Blue lights cast a cool glow on the walls inside Local Kitchen and Bar in Ferndale and white paper lanterns hung from the ceiling; music played, drinks flowed, and 20- and 30-somethings mingled. The festive gathering April 11, co-sponsored by NEXTGenDetroit and AIPAC (the American Israel Public Affairs Committee), was a 65th birthday bash for Israel. Partygoers paid a $10 cover charge. There was also food, a blue-and-white candy bar and dancing.
“It’s a fun, light vibe,” NEXTGen Detroit director Miryam Rosenzweig said while lounging on a bench looking out over the crowd. “We want to begin reintroducing Israel into the conversation.”
Organizers plastered the walls with posters depicting Israel celebrations from 1949 and through each decade. They also used an Internet hookup to project a live Kotel cam image of the Western Wall plaza in Jerusalem. Around 9:30 p.m. (4:30 a.m. Israel time), several members of the group “Detroiters in Israel” walked into the camera shot waving and holding large “D” signs for Detroit. They knew partygoers would be watching. What they didn’t realize was that security guards around the Kotel would be watching, too.

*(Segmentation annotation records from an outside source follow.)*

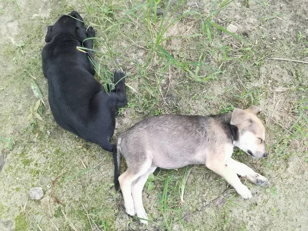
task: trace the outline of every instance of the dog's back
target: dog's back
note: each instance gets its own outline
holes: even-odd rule
[[[211,143],[232,143],[230,134],[224,128],[230,117],[153,117],[122,133],[119,148],[128,165],[139,164],[136,162],[144,161],[145,155],[151,157],[152,165],[167,169],[204,163],[205,152]]]
[[[42,52],[43,71],[48,81],[49,101],[55,120],[63,128],[112,151],[109,143],[118,107],[126,104],[124,73],[114,73],[116,92],[107,93],[94,78],[95,31],[86,27],[76,11],[49,26]],[[76,49],[83,46],[87,52]]]

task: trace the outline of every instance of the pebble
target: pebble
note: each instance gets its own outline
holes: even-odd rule
[[[235,33],[238,30],[238,28],[236,26],[230,23],[229,26],[227,27],[227,30],[230,31],[232,33]]]
[[[32,200],[41,200],[44,196],[42,187],[35,187],[30,189],[29,196]]]

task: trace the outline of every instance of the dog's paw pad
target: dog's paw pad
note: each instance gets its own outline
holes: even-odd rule
[[[134,209],[133,207],[130,207],[125,209],[126,213],[129,216],[134,216]]]
[[[87,29],[88,32],[88,35],[91,35],[93,37],[95,36],[95,30],[92,27],[89,27]]]
[[[270,185],[268,180],[267,180],[265,177],[260,175],[260,174],[257,174],[254,178],[255,179],[255,183],[256,184],[265,186]]]
[[[252,192],[245,185],[243,185],[240,190],[238,191],[238,193],[244,199],[249,199],[253,197]]]
[[[264,186],[268,186],[270,185],[270,181],[268,181],[268,180],[266,178],[265,180],[257,179],[257,181],[256,181],[256,184]]]

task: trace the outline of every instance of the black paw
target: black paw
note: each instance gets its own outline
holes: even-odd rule
[[[120,81],[123,81],[125,82],[125,79],[124,78],[124,73],[119,70],[117,70],[116,71],[114,71],[113,80],[114,81],[114,84],[118,84]]]
[[[95,37],[95,30],[92,27],[89,27],[87,29],[88,37]]]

The small group was briefly detained and questioned after the sign-waving stunt.
“I guess it’s a sensitive zone and they didn’t know why people were standing there at 4:30 in the morning waving signs,” Rosenzweig explained. “Everyone (on both sides) had a good laugh!”
Back at the party, Ryan Fishman, an AIPAC young leadership development volunteer and NEXTGen board member, said it was great to see so many of his peers rallying around the Jewish state.

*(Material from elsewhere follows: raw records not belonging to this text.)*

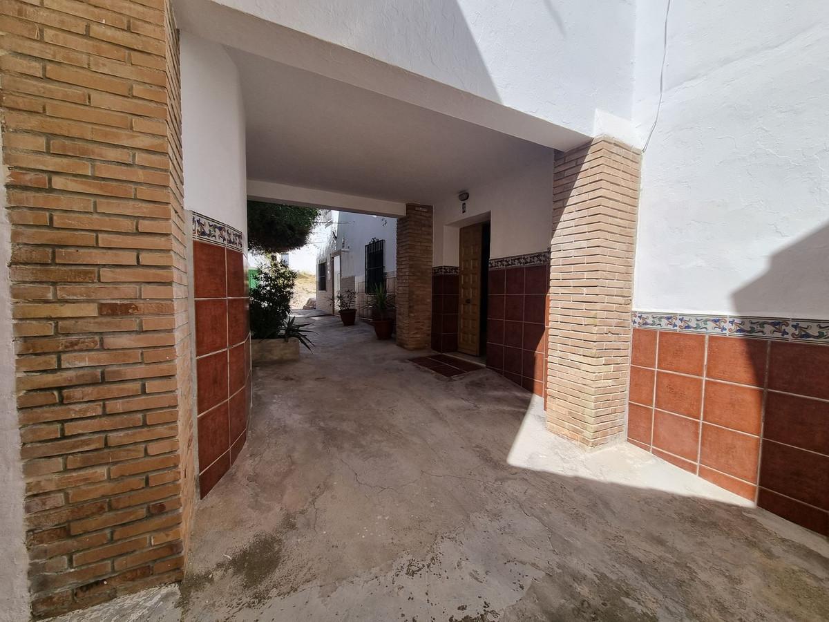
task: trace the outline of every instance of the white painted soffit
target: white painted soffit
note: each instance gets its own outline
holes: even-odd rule
[[[567,150],[590,138],[497,102],[211,0],[175,0],[175,12],[179,28],[205,39],[545,147]]]
[[[305,207],[351,211],[356,214],[371,214],[400,218],[406,215],[406,204],[384,201],[368,197],[358,197],[343,192],[333,192],[318,188],[304,188],[284,183],[274,183],[259,179],[248,180],[248,198],[251,201],[266,201],[275,203],[289,203]]]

“We’re fortunate to have a vibrant Jewish community in Detroit,” he said. “Celebrating Israel’s 65th birthday was a great way to partner AIPAC with Federation.”
At one point during the evening, there was also a countdown. As the group shouted out “3-2-1,” cannons went off sending confetti shooting into the air. Rosenzweig pointed out her generation only knows Israel as a regional superpower or through subsidized educational Birthright trips — a much different perspective than her parents or grandparents had decades ago.
“I have a picture of my grandmother in a displaced persons’ camp when Israel became a state,” she said. “My parents grew up in a world where it’s 1967, Israel is 18 years old, and everybody attacks it.”
She added the organization’s long-term goal is to reconnect America’s Jewish community with the Jewish community in Israel.
“If everybody walks away with a good feeling about Israel, we all win,” she said.